Power claims for networking equipment are often difficult to understand. It’s not always clear whether chip, card, or system power is being stated and what conditions were used for the evaluation. If we’re going to pursue more energy-efficient routers and switches, we need to understand what that really means.
Let’s take a step back and consider a better way of keeping score. In my opinion – and hopefully soon yours too – these are the day-to-day system power consumption and the provisioned power (number and capacity of PSUs to support redundancy and worst-case conditions). This post will focus on exploring the components of system-level power consumption.
Let’s start by defining a unit for the metric. I propose “watts per 100G without optics” based on system power consumption. It represents a common unit of bandwidth and (for high-end routers) currently yields numbers in the 1-50W range that most of us are comfortable with. Optics should be subtracted because they’re highly variable based on module type (e.g., 400G ZR+ is twice the power of FR4). As optics may impact cooling requirements, a more specific definition of “Watts per 100G at typical temperature with 2km optics minus optics module power” is a good benchmark. Variations on this, such as ZR+ optics or fewer cards or ports, may also be defined for operator-specific comparisons.

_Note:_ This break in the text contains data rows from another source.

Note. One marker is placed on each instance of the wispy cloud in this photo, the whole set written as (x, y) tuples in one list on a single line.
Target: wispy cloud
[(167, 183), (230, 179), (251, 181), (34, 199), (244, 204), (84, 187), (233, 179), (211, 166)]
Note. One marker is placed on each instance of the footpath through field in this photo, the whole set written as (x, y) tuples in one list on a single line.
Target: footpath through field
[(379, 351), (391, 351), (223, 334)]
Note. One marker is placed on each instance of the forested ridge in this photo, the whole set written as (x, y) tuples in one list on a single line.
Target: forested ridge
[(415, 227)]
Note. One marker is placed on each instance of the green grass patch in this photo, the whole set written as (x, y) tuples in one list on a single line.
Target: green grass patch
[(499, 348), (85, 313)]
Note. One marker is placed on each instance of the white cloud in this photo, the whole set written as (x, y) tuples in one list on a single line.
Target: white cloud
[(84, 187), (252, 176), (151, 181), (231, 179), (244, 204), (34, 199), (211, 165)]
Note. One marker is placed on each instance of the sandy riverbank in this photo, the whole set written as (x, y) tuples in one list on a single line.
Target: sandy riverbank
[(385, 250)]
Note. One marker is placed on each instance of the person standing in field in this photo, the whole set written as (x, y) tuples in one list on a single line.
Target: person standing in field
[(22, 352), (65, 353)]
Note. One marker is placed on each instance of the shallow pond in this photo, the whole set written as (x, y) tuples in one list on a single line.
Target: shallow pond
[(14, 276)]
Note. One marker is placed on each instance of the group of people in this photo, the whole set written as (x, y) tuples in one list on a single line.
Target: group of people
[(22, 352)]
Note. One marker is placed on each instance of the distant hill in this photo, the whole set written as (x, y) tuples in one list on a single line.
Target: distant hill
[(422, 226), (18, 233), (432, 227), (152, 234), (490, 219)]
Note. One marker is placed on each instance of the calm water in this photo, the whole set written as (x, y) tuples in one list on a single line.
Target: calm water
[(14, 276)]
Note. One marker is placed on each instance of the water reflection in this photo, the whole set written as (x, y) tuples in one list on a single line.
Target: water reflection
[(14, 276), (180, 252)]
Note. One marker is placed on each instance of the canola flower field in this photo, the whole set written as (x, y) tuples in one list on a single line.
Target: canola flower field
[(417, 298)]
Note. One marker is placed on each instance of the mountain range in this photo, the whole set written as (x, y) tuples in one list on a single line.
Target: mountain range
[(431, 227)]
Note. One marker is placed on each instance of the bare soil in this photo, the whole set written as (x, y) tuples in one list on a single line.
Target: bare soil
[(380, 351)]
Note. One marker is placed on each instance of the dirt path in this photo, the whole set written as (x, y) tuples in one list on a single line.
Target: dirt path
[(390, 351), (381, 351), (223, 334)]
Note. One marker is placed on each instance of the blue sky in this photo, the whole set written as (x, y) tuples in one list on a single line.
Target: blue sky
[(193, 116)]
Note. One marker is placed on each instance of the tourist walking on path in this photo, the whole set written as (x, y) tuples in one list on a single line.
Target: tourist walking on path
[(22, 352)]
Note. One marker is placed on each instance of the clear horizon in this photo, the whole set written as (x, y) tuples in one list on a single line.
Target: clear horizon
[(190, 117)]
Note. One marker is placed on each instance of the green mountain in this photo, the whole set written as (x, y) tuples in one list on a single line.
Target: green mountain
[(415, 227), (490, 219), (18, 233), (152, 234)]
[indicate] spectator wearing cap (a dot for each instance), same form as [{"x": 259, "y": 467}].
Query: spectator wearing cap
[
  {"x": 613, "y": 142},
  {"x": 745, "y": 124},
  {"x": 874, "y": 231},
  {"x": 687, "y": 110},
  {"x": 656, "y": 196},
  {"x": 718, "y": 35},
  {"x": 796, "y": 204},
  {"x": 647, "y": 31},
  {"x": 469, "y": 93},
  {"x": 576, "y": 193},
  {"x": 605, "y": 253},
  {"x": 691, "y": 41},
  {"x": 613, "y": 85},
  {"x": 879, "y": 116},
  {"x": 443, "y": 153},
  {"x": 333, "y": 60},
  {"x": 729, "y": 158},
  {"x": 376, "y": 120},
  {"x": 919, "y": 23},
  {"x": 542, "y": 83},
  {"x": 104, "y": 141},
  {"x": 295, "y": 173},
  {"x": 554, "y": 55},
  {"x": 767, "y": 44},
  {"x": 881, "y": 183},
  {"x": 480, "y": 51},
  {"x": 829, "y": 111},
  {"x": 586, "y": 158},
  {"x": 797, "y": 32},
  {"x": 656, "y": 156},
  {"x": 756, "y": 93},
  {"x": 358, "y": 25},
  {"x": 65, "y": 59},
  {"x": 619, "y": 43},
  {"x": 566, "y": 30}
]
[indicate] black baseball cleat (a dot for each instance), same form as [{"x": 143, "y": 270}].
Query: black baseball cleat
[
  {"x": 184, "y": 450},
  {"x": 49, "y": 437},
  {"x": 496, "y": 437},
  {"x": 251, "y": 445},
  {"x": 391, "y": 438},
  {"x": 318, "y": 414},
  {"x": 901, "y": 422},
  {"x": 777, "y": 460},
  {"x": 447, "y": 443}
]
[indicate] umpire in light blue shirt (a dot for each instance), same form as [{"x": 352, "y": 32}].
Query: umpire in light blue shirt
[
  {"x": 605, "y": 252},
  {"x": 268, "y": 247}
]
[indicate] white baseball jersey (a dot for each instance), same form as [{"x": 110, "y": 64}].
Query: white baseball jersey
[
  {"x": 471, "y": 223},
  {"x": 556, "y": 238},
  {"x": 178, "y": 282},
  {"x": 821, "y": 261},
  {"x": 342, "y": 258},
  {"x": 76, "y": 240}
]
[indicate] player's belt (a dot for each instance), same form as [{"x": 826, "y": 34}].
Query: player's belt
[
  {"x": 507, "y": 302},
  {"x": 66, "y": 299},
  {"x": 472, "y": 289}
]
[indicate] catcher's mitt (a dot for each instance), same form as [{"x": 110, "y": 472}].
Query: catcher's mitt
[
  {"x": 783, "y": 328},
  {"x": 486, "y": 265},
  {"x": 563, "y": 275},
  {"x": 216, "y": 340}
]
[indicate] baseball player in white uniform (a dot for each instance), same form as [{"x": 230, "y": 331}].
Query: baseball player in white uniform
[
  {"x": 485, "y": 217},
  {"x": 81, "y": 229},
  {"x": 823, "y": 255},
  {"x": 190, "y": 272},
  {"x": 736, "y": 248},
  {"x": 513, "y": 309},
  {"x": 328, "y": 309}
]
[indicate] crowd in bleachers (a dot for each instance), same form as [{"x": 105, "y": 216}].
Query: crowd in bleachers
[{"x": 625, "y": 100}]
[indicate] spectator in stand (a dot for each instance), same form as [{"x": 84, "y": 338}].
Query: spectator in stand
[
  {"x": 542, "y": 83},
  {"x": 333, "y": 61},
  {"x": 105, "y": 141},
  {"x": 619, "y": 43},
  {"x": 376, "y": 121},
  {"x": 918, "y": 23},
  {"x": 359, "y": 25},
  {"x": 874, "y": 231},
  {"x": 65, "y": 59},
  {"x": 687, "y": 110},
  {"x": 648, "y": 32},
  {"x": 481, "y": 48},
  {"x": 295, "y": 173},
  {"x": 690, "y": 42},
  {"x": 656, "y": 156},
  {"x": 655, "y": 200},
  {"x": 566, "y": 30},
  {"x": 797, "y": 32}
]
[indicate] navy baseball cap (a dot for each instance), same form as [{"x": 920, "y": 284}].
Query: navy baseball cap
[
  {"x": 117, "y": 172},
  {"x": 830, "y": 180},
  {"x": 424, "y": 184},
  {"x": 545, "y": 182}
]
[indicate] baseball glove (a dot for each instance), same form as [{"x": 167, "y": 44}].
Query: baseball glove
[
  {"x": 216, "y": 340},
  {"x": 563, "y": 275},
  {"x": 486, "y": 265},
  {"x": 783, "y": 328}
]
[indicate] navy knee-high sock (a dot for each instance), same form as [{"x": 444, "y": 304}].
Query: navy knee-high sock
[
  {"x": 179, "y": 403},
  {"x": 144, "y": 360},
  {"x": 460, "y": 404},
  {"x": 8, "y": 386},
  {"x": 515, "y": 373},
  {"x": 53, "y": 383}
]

System power consumption is the key metric to focus on. Chip power is an interesting way to compare devices, but it’s not relevant when it comes to paying the power bill or assessing environmental impact. Let’s look at what makes up system power by reviewing the following key components:
- Electrical data path
- Mechanical design
- Control plane
- Losses in voltage conversion and signaling
Electrical data path
The key components of the electrical data path power comprise PHYs, retimers, and forwarding ASICs. PHYs are small devices used for functions such as gearboxes which combine Serializer/Deserializers (SerDes, used for fast I/O through PCBs) or split them into different speeds. A common gearbox operation is to convert 2x 56G SerDes from the ASIC to 4x 28G SerDes connected to a QSFP28 100 GbE port. Retimers are used to extend electrical signals. Retimers are commonly used for long traces such as connecting optics to ASICs in the “back row” of a line card.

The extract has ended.